Sandra Orellana Biography

Sandra Orellana

National Space Society Board of Directors

Dr. Orellana is currently a Professor at California State University, Dominguez Hills, where she has served for 14 years as Chair of the Anthropology Department. She is a former faculty adviser for MEChA, a Mexican student organization. Orellana also maintains a close relationship with the University of California at Los Angeles (UCLA), where she has served in many roles. Currently she is a Research Associate at UCLA’s Cotsen Institute of Archaeology. Her main area of research has been the Maya of Central America. She has participated in 19 excavations and other types of fieldwork including the UCLA Guatemala Project. Orellana has received over 25 fellowships, grants and awards including the Dean’s Award for Outstanding Scholarship. Her publications include three books, 17 articles and at least 36 presentations.

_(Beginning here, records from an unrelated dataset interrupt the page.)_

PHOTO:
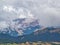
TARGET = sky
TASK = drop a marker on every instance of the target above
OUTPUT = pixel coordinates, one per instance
(46, 11)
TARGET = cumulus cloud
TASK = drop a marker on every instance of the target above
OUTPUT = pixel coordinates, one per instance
(47, 11)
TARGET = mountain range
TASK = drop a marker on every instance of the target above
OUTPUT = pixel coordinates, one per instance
(24, 30)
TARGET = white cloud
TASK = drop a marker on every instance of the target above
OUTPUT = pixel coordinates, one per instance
(3, 24)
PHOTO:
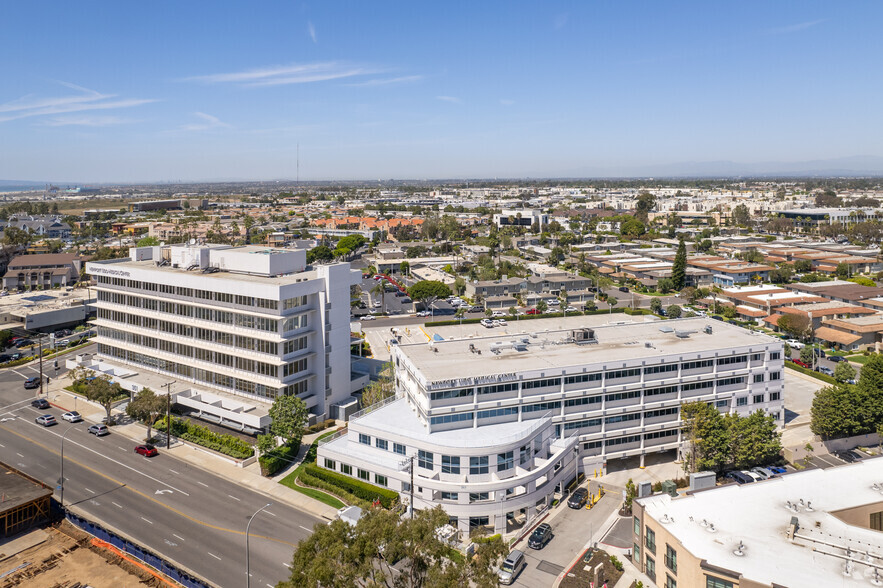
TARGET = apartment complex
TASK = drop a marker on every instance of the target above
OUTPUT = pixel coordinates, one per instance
(803, 529)
(492, 427)
(250, 321)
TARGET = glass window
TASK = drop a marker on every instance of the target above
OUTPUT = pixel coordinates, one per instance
(478, 465)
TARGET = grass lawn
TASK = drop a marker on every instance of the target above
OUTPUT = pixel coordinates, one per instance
(291, 479)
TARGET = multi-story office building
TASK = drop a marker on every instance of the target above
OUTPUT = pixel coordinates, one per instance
(493, 426)
(250, 321)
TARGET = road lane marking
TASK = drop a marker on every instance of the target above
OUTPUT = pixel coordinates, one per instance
(143, 495)
(128, 467)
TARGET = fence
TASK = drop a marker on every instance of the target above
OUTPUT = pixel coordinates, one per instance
(148, 557)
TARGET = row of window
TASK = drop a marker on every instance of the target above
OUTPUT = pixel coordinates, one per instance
(203, 376)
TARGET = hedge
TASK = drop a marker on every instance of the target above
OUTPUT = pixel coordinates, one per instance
(816, 375)
(358, 488)
(279, 458)
(201, 435)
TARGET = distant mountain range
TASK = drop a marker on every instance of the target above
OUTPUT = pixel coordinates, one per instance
(860, 165)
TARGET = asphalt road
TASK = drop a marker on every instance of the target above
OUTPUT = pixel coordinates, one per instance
(189, 515)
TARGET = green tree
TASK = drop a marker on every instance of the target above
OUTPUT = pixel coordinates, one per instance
(147, 406)
(147, 242)
(428, 291)
(655, 305)
(102, 391)
(679, 267)
(844, 371)
(289, 416)
(341, 555)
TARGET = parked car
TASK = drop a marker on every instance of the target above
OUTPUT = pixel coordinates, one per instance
(99, 430)
(739, 477)
(512, 566)
(72, 417)
(47, 420)
(540, 536)
(578, 498)
(849, 456)
(146, 450)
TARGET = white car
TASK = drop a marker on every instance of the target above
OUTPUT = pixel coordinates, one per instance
(72, 417)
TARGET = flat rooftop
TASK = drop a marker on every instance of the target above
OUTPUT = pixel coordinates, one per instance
(619, 338)
(758, 516)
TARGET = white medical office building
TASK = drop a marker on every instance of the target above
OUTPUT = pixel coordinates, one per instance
(493, 424)
(243, 325)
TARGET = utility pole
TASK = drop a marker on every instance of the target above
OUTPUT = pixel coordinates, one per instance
(168, 388)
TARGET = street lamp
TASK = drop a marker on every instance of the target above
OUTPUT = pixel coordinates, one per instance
(247, 560)
(61, 480)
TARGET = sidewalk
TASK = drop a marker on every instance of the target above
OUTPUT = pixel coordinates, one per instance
(249, 476)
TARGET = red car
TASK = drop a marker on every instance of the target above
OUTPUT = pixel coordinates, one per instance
(146, 450)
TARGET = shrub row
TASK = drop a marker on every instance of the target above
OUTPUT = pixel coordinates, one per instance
(358, 488)
(816, 375)
(279, 458)
(201, 435)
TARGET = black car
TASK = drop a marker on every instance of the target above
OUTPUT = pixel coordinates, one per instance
(578, 498)
(849, 456)
(540, 536)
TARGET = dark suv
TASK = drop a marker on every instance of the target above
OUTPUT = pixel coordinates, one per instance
(540, 536)
(578, 498)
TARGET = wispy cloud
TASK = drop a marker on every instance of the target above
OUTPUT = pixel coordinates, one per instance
(288, 74)
(387, 81)
(88, 121)
(86, 99)
(207, 122)
(801, 26)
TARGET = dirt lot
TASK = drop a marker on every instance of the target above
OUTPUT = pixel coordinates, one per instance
(68, 559)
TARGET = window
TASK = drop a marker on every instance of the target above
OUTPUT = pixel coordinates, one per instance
(478, 465)
(450, 464)
(671, 559)
(505, 461)
(650, 540)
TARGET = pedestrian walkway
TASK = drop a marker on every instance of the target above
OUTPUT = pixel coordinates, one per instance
(249, 476)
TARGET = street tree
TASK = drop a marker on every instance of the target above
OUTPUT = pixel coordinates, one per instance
(147, 406)
(289, 417)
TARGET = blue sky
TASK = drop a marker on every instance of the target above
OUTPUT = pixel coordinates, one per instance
(166, 90)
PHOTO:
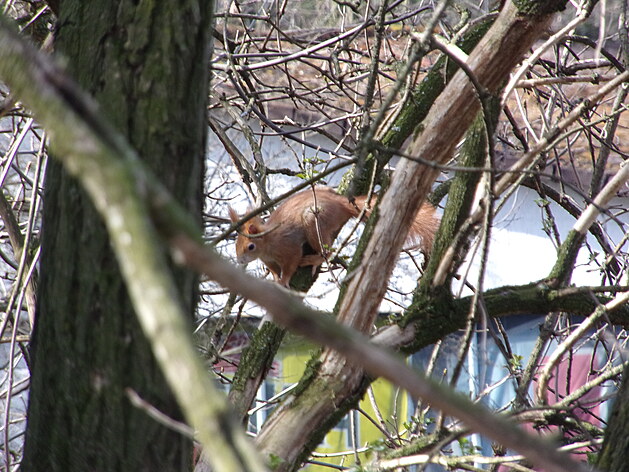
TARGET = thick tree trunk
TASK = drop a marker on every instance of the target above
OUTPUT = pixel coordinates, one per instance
(147, 67)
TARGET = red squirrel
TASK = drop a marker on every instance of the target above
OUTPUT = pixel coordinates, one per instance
(297, 234)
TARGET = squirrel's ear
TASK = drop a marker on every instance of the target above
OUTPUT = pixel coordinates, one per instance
(233, 216)
(253, 227)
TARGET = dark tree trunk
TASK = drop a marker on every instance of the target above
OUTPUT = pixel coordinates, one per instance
(146, 64)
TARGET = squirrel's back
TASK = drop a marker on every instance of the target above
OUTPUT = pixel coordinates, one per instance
(302, 229)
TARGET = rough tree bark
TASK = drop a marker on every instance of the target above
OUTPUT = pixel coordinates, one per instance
(302, 420)
(146, 64)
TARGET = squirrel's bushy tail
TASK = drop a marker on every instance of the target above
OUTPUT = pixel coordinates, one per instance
(423, 228)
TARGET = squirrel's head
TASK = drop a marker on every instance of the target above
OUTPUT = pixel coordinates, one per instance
(247, 247)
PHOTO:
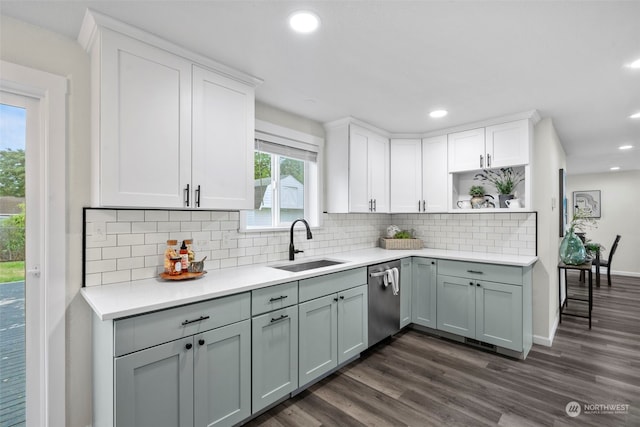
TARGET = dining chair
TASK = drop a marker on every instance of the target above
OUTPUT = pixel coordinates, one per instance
(607, 263)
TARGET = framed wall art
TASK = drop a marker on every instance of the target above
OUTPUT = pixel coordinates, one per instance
(588, 202)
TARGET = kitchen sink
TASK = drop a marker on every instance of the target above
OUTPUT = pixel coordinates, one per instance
(309, 265)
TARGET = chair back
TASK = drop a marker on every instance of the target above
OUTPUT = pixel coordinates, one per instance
(613, 248)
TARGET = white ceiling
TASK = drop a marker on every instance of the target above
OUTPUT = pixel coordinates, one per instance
(390, 62)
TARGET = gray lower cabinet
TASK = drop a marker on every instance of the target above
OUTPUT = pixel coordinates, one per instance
(222, 379)
(424, 301)
(275, 356)
(201, 380)
(154, 387)
(485, 302)
(333, 329)
(406, 285)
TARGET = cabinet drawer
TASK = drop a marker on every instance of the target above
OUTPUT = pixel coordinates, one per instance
(274, 297)
(331, 283)
(480, 271)
(138, 332)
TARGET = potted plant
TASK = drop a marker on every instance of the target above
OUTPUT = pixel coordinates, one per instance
(477, 196)
(504, 179)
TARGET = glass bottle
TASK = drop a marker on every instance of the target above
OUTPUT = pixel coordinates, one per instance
(170, 253)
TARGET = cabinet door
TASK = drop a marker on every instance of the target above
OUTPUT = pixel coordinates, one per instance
(318, 331)
(406, 175)
(353, 322)
(456, 305)
(144, 155)
(424, 303)
(378, 169)
(499, 314)
(154, 387)
(222, 375)
(466, 150)
(507, 144)
(406, 285)
(223, 142)
(275, 356)
(435, 177)
(359, 196)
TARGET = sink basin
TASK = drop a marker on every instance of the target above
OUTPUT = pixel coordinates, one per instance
(309, 265)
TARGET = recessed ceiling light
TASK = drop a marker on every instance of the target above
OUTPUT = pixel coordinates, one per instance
(304, 21)
(436, 114)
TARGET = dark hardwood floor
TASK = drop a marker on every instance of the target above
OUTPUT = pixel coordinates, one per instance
(414, 379)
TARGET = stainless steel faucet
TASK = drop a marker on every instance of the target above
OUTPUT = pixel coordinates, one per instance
(292, 250)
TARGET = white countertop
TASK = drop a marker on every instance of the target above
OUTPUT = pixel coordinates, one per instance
(141, 296)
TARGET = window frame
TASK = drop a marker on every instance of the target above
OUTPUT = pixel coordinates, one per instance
(313, 178)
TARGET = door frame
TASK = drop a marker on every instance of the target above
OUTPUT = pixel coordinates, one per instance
(46, 406)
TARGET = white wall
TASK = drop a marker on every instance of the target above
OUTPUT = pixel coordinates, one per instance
(548, 158)
(620, 212)
(34, 47)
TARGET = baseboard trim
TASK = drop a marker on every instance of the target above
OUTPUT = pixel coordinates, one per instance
(547, 341)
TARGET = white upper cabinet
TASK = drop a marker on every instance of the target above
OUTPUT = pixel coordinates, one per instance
(144, 124)
(508, 144)
(223, 141)
(169, 131)
(434, 174)
(419, 175)
(496, 146)
(467, 150)
(357, 177)
(406, 175)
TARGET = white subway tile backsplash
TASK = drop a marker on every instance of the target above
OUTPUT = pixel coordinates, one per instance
(133, 248)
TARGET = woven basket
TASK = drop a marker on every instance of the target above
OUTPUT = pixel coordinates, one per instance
(400, 243)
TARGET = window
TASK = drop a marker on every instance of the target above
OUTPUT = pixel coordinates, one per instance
(286, 183)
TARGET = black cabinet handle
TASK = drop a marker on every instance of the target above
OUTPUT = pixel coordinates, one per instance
(284, 316)
(200, 319)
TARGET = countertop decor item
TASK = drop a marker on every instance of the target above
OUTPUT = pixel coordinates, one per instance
(504, 179)
(402, 239)
(477, 196)
(182, 276)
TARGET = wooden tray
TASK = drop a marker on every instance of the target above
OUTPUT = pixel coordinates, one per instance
(183, 276)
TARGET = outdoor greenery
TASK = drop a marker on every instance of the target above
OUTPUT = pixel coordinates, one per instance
(504, 179)
(12, 237)
(12, 173)
(11, 271)
(476, 191)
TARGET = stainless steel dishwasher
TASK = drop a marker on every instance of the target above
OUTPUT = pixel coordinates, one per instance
(384, 306)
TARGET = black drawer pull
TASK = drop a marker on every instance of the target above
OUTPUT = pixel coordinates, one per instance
(188, 322)
(284, 316)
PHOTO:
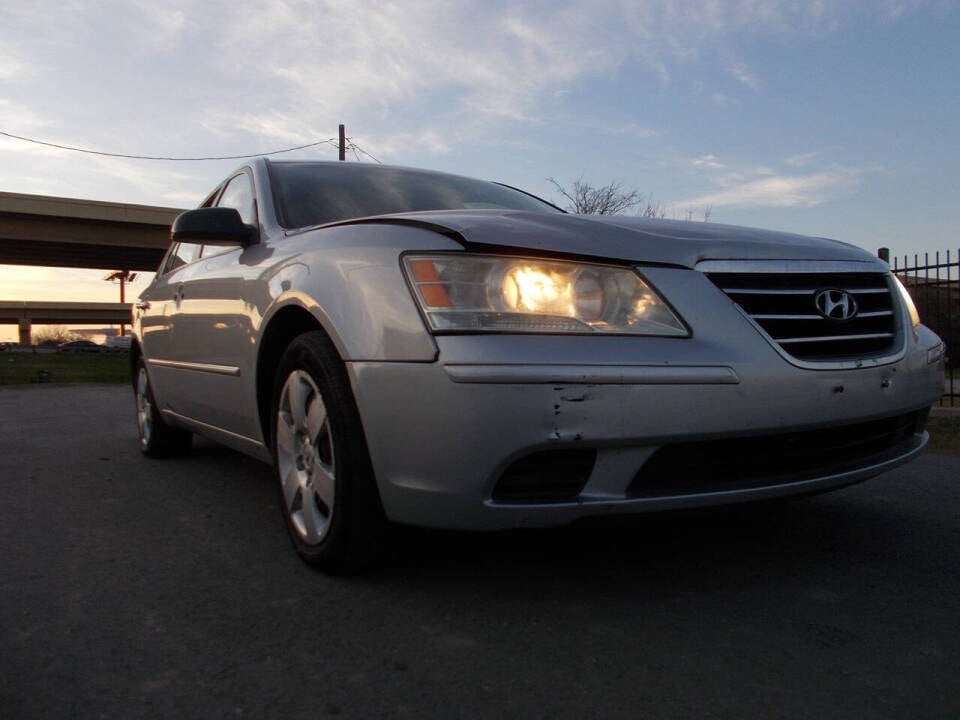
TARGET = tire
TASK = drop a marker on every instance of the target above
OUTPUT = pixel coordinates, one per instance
(157, 439)
(327, 490)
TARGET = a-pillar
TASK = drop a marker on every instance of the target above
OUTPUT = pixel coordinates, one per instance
(25, 332)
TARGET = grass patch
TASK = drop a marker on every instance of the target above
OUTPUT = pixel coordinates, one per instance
(22, 368)
(944, 435)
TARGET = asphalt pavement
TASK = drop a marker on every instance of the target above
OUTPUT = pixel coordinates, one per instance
(139, 588)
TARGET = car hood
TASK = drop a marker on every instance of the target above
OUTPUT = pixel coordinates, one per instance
(633, 239)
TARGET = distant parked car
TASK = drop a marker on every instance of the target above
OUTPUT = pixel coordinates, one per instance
(80, 346)
(429, 349)
(118, 342)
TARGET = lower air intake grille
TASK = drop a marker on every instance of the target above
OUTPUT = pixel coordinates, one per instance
(818, 317)
(546, 476)
(740, 463)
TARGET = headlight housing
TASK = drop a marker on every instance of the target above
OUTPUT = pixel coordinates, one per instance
(908, 303)
(489, 293)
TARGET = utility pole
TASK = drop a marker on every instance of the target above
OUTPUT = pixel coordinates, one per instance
(124, 276)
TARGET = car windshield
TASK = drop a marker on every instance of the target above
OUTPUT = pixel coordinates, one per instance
(317, 193)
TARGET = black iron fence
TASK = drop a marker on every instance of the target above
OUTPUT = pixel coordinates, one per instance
(934, 285)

While the past has been the main focus of her research to date, she has also long been interested in future oriented topics dear to the NSS cause. She has been a member of NSS and its precursor organizations for over 25 years. Starting in 1975 Orellana has made presentations at various conferences and meetings on such topics as “Anthropology: A Way Of Understanding the Future”, “Space Colonization”, “Summary of Space Industrialization”, “Automated Cultures: A Twenty-First Century Perspective” and “Beyond Tomorrow, Beyond the Planet: Visions of a New Future.”

She is currently shifting the focus of her research to be more about the future of humanity in space. Her mostly completed book is titled Machines and Prime Movers: Technological Change From Hellenistic Greece to the End of the Twenty-First Century. In this she examines the past several thousand years of history and extrapolates to the end of the Twenty-First Century, dealing with such topics as Space Industrialization.